Très populaires auprès du public, les dinosaures (terme proposé en 1842 par Richard Owen et signifiant très grand lézard en grec) ont dominé l'ère Mésozoïque pendant 160 m.a. Le Mésozoïque ou secondaire est divisé en trois périodes : Trias (250 millions d'années) - Jurassique - Crétacé la plus récente (100 m.a). Au début la Terre ne forme qu'un seul continent, la Pangée entourée de la Panthalassa, avant de se séparer au Trias/Jurasique en deux continents, le Gondwana au sud et le Laurasie au nord.
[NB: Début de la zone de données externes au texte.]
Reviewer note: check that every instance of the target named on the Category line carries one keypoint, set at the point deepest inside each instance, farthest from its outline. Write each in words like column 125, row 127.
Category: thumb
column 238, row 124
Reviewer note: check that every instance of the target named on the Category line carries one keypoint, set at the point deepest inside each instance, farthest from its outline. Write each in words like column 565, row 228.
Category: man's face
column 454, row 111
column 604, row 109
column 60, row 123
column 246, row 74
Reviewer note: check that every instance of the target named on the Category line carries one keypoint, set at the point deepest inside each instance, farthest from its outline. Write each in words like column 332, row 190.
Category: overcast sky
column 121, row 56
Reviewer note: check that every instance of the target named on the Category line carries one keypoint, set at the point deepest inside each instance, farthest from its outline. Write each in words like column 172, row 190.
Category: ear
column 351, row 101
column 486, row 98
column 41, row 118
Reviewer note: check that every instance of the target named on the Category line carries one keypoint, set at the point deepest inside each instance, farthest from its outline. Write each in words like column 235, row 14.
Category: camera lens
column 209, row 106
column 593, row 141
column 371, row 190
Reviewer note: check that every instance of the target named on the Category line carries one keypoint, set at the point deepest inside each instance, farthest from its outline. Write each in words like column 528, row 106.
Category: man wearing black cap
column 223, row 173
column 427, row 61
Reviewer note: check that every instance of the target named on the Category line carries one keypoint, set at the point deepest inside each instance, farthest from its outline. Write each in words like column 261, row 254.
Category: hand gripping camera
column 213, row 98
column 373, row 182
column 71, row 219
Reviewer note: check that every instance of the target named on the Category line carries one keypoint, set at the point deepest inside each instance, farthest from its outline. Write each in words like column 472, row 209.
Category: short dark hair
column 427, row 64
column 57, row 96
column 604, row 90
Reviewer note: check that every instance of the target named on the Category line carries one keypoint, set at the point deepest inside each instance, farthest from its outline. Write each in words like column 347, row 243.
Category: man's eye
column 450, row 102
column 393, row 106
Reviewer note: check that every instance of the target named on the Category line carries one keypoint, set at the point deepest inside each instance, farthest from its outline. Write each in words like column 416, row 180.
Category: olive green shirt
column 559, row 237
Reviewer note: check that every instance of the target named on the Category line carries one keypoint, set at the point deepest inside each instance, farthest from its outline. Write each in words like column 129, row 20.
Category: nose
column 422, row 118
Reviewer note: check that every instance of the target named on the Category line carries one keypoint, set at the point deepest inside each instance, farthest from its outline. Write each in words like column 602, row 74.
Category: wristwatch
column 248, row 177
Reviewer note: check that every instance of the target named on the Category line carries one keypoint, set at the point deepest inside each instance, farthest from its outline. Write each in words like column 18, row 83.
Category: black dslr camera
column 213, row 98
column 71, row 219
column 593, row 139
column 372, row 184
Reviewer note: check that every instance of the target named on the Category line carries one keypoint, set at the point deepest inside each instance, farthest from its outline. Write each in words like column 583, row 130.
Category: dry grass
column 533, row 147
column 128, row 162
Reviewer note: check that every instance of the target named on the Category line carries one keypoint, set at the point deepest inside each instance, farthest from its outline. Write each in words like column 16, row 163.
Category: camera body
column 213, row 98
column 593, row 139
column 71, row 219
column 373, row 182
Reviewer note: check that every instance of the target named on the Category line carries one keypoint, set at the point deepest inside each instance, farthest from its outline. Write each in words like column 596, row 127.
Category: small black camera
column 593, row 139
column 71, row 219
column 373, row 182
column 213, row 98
Au Jurassique le climat favorise le développement de vastes forêts et voit l'apparition des sauropodes (dinosaures herbivores à quatre pattes pourvus d'un long cou et d'une grande queue) et des théropodes (dinosaures carnivores qui marchent sur leurs pattes arrières). Les sauropodes (Diplodocus, Melanosaurus, Giraffatitant) et les théropodes (Tyrannosaurus, Velociraptor, Spinosaurus) sont des saurischiens, leur bassin évoque celui des lézards (l'os pubien pointe vers l'avant), les ornithischiens (Stegosaurus, Triceratops, Ankylosaurus) ont un bassin semblable à celui des oiseaux (os pubien orienté vers l'arrière).

Au XVI° siècle, Pierre Belon remarque des similitudes entre le squelette humain et celui de l'oiseau (humérus, radius, cubitus et carpes). Buffon développe, vers 1760 l'idée, « qu'il y a des espèces perdues, c'est à dire des animaux qui ont autrefois existé et qui n'existent plus ». L'abbé Giraud-Soulavie dans histoire naturelle de la France méridionale (1783) établit le principe de la stratigraphie et souligne que les fossiles sont distribués par couches de divers âges. Georges Cuvier démontre : « que les espèces d'éléphants fossiles différent des éléphants actuels et constituent une espèce éteinte ». En 1809 Lamarck affirme que « les vivants descendent les uns des autres par voie de transformation et qu'il faut retrouver leurs généalogies ».

La paléontologie, terme créé par H. de Blainville en 1834, a pour objet d'étude les êtres qui ont vécu à la surface du globe terrestre avant les temps actuels. Il y a 250 millions d’années, les Archosaures se sont scindés en deux groupes, l’un a donné des animaux ressemblant à des oiseaux qui ont évolué en dinosaures, en ptérosaure et en oiseaux ; le deuxième a donné les alligators, les crocodiles et quelques autres espèces disparues. La découvert en 2015 dans le sud de la Tanzanie d'un squelette de Teleocrater rhadinus, un carnivore ressemblant à un crocodile de 2 à 3 mètres de long avec un long cou a confirmé qu'il s'agissait du « chaînon manquant entre les dinosaures et l'ancêtre commun qu'ils partagent avec les crocodiles ». Quant aux oiseaux, ils ont évolué à partir d’un groupe de dinosaures théropodes, les Maniraptoriens, il y a 160 m.a. « Au fil du temps, les Maniraptoriens ont développé des caractéristiques de plus en plus aviaires, comme des plumes, des os pneumatiques et des poignets flexibles qui ont permis un battement d’ailes plus efficace. Ces caractéristiques ont aidé cette espèce à devenir des animaux volants primitifs, comme l’Archéoptéryx, qui ont finalement évolué en oiseaux modernes ».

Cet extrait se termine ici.